The US and Iran traded jabs over Yemen’s civil war on Thursday, with the Americans claiming that Iran is supplying weapons to the Ansar Allah (Houthi) insurgency and Tehran’s Revolutionary Guards asserting that “victory” is near for their allies.

At a news conference in Washington, US Ambassador to the UN Nikki Haley said “the evidence was undeniable” of Iran’s military assistance, with US defense officials putting missile fragments on display.

Haley used the case to press wider arguments for more US sanctions on the Islamic Republic:

The United States is taking a new approach to Iran by focusing on all of the regime’s destabilizing behavior. That means we are not just focused on a nuclear program. We are also taking a hard look at Iran’s ballistic-missile program, its arms exports, and its support for terrorists, proxy fighters, and dictators.

The displayed weapons included the remains of what American officials said was an Iranian-made short-range ballistic missile, fired by the Houthis at Saudi Arabia’s Riyadh International Airport last month. The display also included a drone and an anti-tank weapon that officials said was recovered in Yemen by Saudi forces.

“They might as well have had ‘Made in Iran’ stickers on them,” Haley proclaimed.

A UN Security Council resolution bans the supply of any weapons to the Houthis, who took control of much of Yemen, including the capital Sana’a, by early 2015. The UN resolution passed in connection with the July 2015 nuclear deal prohibited Iran from supplying, selling, or transferring weapons without Security Council approval.

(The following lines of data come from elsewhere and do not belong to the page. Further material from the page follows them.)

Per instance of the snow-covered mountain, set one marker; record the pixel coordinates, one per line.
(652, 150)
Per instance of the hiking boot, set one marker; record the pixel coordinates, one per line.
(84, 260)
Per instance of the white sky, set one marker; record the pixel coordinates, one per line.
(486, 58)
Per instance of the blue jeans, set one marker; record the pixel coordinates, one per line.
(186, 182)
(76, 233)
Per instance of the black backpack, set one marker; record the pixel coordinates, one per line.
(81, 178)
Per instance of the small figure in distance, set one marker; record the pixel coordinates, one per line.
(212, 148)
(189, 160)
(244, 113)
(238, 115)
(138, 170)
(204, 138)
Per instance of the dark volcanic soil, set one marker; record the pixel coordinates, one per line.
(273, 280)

Iran’s UN mission responded that Haley’s claim about the November 4 missile attack on Riyadh airport was “irresponsible, provocative, and destructive“: “These accusations seek also to cover up for the Saudi war crimes in Yemen, with the U.S. complicity, and divert international and regional attention from the stalemate war of aggression against the Yemenis.”

The UN is investigating whether Iran is supplying missiles but has not yet reached a conclusion. Reports on Thursday said UN officials had found a “common origin” for the weapons, but could not conclude if this is an Iranian supplier.

Revolutionary Guards Head: Victory is Near

Without acknowledging any military aid to the Houthis, the head of Iran’s Revolutionary Guards, Maj. Gen. Mohammad Ali Jafari, proclaimed that Tehran is working to “consolidate” triumphs: “In the near future we will witness victory in Yemen.”

Speaking hours before Haley’s news conference, Jafari proclaimed an Islamic Resistance Front of Iran and its allies with “successive”, “amazing” achievements:

[The] Revolution has two aspects, internal and external. The external dimension is in the Islamic Resistance, which is expanding in the region and the world….

God-willing, we will witness victory in Yemen in the near future… but now we need to consolidate [our] victories.

Jafari recently said that if “the people of Yemen request” assistance, Iran would help. One Tehran newspaper headlined “The General’s Confession” as the first official Iranian acknowledgement of military backing for the Houthis.